- French: À l'ouest de Pluton
- Directed by: Henry Bernadet Myriam Verreault
- Written by: Henry Bernadet Myriam Verreault
- Produced by: Virginie Barret Henry Bernadet Myriam Verreault
- Cinematography: Patrick Faucher
- Edited by: Myriam Verreault
- Music by: Josué Beaucage Mathieu Campagna Louis Dugal Philip Larouche
- Production company: Vostok Films
- Distributed by: GKIDS
- Release date: October 24, 2008;
- Running time: 95 minutes
- Country: Canada
- Language: French
- Budget: $10,000

= West of Pluto =

West of Pluto (À l'ouest de Pluton) is a Canadian comedy-drama docufiction film, directed by Henry Bernadet and Myriam Verreault and released in 2008.

== Synopsis ==
The film presents a full day in the life of Quebec teenagers. From waking up through school to an open house, the film puts the viewer in the shoes of the different characters by presenting a selection of typical scenes from teenage life in Quebec. We see teenagers making oral presentations in class, smoking drugs, discussing existential issues, trying to get beer before the legal age, criticizing social uniformity, partying and making love.

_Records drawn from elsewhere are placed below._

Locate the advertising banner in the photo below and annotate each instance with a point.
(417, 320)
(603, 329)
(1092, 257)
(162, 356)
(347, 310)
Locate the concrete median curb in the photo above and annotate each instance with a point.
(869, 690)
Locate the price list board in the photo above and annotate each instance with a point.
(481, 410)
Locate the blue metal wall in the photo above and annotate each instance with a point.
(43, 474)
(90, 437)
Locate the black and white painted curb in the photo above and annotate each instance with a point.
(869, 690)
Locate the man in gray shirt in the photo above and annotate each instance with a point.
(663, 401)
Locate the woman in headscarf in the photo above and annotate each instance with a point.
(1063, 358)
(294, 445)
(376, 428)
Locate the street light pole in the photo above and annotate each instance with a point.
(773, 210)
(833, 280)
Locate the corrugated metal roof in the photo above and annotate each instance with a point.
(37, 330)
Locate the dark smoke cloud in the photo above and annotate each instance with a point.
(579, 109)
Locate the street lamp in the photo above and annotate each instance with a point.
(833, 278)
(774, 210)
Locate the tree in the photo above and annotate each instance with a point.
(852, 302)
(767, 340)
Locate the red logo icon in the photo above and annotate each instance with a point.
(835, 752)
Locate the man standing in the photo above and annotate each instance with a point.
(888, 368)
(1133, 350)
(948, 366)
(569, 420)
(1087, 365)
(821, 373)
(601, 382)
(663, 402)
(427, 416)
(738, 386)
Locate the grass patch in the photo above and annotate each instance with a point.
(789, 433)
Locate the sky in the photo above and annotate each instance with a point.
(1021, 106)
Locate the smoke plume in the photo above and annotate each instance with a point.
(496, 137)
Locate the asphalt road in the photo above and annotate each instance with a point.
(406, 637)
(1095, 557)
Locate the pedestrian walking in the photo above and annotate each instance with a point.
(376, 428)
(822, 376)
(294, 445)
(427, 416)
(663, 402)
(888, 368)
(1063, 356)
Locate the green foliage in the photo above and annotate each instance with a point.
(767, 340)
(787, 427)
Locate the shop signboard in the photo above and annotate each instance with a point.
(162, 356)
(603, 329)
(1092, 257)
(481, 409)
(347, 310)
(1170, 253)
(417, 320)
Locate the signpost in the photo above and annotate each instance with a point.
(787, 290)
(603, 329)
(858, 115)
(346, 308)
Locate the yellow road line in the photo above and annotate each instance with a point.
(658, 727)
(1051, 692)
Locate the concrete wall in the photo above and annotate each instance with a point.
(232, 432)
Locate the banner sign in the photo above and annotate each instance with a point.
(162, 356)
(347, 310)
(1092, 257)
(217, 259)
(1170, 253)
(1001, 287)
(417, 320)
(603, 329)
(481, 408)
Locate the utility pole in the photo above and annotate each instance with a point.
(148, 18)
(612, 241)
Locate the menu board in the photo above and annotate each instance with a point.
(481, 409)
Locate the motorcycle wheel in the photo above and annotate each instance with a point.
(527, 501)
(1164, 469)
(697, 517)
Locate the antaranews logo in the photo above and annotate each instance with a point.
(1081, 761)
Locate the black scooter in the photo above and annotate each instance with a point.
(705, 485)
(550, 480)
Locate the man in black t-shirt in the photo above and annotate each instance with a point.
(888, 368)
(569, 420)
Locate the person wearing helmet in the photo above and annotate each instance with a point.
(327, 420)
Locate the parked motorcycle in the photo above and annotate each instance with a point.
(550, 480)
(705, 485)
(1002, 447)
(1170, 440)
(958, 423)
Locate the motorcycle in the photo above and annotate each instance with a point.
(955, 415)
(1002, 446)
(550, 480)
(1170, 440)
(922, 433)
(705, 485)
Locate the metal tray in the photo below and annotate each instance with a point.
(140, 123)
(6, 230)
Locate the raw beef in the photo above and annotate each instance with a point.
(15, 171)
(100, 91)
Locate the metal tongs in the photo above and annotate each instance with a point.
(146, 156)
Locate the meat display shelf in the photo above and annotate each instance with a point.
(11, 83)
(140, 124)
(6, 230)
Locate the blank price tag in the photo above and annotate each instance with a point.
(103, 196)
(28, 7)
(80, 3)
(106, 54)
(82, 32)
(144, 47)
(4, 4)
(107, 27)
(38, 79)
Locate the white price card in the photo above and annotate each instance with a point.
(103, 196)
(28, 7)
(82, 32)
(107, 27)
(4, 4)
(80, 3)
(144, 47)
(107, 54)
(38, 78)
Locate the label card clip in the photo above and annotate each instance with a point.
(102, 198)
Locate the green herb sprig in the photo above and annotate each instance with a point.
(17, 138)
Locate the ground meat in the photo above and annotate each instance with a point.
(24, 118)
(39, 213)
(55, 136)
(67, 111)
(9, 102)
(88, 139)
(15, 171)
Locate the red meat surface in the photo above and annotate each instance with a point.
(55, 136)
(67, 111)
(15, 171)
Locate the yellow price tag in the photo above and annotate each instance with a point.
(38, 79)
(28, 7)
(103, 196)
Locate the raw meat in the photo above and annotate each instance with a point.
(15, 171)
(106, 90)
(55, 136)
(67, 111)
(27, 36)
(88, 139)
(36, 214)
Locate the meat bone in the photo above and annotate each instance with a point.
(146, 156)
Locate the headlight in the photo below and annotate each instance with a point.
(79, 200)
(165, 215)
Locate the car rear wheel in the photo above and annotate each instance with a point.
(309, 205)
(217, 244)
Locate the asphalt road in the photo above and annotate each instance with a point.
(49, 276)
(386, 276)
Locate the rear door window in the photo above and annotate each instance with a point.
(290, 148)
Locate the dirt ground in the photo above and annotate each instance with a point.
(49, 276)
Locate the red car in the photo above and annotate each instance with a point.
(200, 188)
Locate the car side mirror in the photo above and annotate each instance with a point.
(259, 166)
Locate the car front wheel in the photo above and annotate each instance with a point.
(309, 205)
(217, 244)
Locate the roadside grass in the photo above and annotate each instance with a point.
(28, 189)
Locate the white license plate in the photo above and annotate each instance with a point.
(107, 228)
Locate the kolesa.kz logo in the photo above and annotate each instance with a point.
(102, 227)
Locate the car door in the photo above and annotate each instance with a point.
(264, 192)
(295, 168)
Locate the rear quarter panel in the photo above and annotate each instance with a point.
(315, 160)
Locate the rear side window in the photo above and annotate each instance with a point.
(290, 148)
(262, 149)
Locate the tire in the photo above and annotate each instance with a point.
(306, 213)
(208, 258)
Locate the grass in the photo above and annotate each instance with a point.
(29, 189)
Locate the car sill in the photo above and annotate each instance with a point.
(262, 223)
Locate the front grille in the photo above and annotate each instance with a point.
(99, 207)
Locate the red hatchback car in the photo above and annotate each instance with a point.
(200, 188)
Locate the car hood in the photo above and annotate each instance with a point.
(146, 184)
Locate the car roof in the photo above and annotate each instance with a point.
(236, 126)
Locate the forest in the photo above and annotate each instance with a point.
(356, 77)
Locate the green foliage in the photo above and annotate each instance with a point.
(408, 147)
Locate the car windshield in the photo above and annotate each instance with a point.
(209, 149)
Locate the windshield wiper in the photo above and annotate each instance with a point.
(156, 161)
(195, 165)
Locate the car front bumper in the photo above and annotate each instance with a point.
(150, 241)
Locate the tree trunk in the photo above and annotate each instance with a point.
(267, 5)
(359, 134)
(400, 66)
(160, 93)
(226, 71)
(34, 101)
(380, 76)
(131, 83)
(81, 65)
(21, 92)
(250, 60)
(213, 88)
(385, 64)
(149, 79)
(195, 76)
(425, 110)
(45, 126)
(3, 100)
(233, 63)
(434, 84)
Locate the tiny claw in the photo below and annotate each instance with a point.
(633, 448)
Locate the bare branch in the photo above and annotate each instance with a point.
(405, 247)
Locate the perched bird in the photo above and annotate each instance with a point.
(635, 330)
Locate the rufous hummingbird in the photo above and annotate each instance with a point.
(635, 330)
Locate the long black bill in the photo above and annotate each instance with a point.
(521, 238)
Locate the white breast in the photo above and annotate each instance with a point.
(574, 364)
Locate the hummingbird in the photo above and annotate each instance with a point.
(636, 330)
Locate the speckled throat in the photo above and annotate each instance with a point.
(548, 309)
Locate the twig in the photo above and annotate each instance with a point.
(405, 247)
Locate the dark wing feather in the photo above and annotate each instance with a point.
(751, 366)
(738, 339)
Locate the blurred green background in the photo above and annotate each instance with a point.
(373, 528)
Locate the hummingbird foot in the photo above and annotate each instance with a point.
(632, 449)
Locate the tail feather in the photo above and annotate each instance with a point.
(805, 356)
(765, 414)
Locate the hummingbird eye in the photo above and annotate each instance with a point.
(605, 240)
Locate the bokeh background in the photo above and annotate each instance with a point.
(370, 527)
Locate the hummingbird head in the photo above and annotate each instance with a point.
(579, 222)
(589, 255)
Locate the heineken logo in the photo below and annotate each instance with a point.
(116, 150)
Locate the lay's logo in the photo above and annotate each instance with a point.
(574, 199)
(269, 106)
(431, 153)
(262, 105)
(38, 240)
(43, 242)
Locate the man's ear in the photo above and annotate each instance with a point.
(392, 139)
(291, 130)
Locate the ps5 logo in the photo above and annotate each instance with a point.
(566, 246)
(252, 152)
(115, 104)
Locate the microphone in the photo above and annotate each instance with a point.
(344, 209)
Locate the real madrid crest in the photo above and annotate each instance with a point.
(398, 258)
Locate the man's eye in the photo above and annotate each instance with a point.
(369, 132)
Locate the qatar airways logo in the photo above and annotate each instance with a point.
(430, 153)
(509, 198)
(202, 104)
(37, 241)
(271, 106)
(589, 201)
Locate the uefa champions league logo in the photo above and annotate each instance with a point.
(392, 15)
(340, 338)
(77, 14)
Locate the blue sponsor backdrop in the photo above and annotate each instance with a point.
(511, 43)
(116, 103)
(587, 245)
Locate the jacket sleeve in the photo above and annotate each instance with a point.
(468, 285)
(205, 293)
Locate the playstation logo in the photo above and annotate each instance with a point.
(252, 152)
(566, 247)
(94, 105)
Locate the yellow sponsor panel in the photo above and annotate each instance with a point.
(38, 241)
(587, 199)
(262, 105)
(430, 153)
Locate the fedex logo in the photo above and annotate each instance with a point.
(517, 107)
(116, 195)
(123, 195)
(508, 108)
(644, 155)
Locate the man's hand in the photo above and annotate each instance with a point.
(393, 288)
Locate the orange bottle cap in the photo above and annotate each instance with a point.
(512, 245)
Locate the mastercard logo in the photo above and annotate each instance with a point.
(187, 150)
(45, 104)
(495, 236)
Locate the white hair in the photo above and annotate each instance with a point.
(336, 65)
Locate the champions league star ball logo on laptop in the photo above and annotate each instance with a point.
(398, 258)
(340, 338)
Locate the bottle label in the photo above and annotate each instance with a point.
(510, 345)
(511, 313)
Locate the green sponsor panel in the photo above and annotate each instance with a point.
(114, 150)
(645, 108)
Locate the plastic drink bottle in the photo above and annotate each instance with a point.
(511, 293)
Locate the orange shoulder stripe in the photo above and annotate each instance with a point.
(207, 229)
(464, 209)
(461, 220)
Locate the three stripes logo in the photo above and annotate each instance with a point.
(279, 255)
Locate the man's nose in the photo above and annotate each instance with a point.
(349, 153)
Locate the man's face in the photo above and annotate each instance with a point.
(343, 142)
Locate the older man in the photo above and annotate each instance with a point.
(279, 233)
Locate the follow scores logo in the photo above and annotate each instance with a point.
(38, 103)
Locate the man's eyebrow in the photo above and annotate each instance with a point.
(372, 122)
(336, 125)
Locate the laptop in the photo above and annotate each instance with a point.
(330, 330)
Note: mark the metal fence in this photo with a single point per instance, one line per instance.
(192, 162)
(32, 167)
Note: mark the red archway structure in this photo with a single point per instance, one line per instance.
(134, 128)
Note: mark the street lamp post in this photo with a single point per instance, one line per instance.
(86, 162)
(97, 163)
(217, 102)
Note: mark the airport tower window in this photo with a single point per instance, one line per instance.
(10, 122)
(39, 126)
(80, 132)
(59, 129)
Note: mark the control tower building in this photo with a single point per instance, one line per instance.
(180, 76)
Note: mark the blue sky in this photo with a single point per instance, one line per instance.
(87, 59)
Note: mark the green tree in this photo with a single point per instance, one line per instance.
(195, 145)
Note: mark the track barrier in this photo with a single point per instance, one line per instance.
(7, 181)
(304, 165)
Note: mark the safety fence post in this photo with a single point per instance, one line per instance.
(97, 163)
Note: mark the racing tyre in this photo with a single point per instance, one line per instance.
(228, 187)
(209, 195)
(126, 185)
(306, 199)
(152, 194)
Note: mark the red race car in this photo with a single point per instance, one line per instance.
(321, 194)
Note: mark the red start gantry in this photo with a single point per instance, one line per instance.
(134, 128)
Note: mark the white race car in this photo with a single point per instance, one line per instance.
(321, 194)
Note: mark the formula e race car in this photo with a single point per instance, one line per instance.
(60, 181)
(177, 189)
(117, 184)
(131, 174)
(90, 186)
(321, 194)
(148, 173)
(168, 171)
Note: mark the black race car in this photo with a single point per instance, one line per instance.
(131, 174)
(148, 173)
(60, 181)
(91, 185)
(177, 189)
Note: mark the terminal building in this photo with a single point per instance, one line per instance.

The film is acted by a cast of non-professional teen actors, cast from the high school in the Quebec City neighbourhood of Loretteville.

== Cast ==

- Alexis Drolet as Jérôme
- David Bouchard as Pierre-Olivier
- Anne-Sophie Tremblay Lamontagne as Kim
- Yoann Linteau as Benoit "Paluche"
- Sandra Jacques as Émilie Bégin
- Micaël Minguy-Bédard as Nicolas
- Yann Bernard as Kevin
- Marc-Alexandre Paradis as Steve Labbé
- Denis Marchand as Gaetan
- Thomas Gionet-Lavigne as Emilie's brother
- Caroline Beauséjour as Isa
- Frédérique Boivin-Lafrance as Nath
- Cynthia Paquet as Véro
- Marie-Pier B. Touzin as Jenn
- Lise Castonguay as mother of Benoît
- Sylvain Brosseau as Mario the Pusher
- Virginie Leblanc as Magalie
- Marie Frédérique Auger as waitress at Chez Gilles Patate
- Mélanie Bouchard-Rochette as Jerome's sister
- Odette Lampron as mother of Emilie Bégin
- Mario Gagnon as Emilie Bégin's father
- Réal Rochette as Jérôme's father
- Lina Bouchard as Jerome's mother
- Alexandro Rizzo as friend of Paluche
- Roger Miville-Deschesnes as convenience store customer
- Martin Roy as convenience store clerk
- Marie-Sophie Vaillancourt as mother of Pierre-Olivier
- Victor Doyon-Allard as little boy with styrofoam
- Mia Piché as little girl with a carriage
- Mathieu St-Pierre as boy on the couch
- Luc Archambault as doctor

== Release ==
The film premiered in competition at the 2008 Festival du nouveau cinéma. It was subsequently screened in competition at the 2009 International Film Festival Rotterdam, before going into commercial release in February 2009.

==Followup==
Verreault and Bernadet each later emerged with solo film efforts, Verreault with Kuessipan in 2019, and Bernadet with Gamma Rays (Les Rayons gamma) in 2023.

When Telefilm Canada launched its contemporary program of digitally restoring classic Canadian films in the late 2010s, West of Pluto was one of the first films selected by the FNC, with the restored version receiving a screening at the 2021 Festival du nouveau cinéma. Despite this, the film has proven perenially difficult to locate even in its digital version; in 2024, Verreault launched an appeal on social media for a distributor to make the film available, and noted that she has sometimes even resorted to mailing out home-burned DVD-R copies of the film to people who contacted her to ask where they could find it.